Erneuter Marktmissbrauch durch Microsoft befürchtet
Geht es jedoch nach den US-Bundesstaaten Connecticut, Iowa, Kalifornien, Kansas, Minnesota und Massachussetts und der Stadt Washington, DC, soll Microsofts Gebahren weitere fünf Jahre genau beobachtet werden. Die Vertreter der Staaten argumentieren, dass die Regelungen aus dem Monopolverfahren von 2002 ihren Zweck noch nicht erfüllt haben.
Sie fürchten, dass Microsoft nach Ablauf der Überwachungsfrist wieder zu seinen alten, wettbewerbsschädlichen Praktiken zurückkehren könnte.
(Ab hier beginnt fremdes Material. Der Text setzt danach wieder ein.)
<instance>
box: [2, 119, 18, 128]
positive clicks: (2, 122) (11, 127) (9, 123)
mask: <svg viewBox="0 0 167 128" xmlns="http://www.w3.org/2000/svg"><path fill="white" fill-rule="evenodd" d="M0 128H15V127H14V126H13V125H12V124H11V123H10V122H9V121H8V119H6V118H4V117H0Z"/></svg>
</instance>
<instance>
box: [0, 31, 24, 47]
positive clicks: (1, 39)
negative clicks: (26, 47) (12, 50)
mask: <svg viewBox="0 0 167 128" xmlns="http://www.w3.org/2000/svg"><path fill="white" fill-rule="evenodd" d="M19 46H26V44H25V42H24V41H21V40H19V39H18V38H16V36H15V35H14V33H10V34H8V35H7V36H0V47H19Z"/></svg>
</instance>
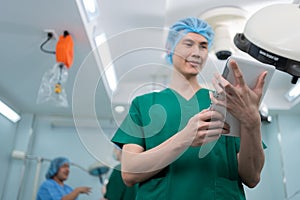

Die Markteinführung von Windows Vista hält man zudem für einen weiteren Grund, die Dauer der Beobachtung zu erweitern.
In drei Bereichen macht man sich in den Staaten besonders Sorgen. So soll Microsoft Programmierschnittstellen für Drittanbieter und OEMs zur Verfügung stellen. Weiterhin will man verhindern, dass Microsoft gegen OEM-Hersteller vorgeht, die auf ihren Systemen die Software von Konkurrenten installieren. Außerdem will man dafür sorgen, dass die Hersteller gefahrlos Programme von Drittanbietern für bestimmte Standardaufgaben vorinstallieren können.
Vom US-Justizministerium, das für die Überwachung von Microsoft zuständig ist, hieß es bis vor kurzem noch, dass man keine Beanstandungen ausmachen könne, die eine Verlängerung der Überwachungsfrist begründen würden. Die zuständige Richterin muss nun schon bald eine Entscheidung fällen.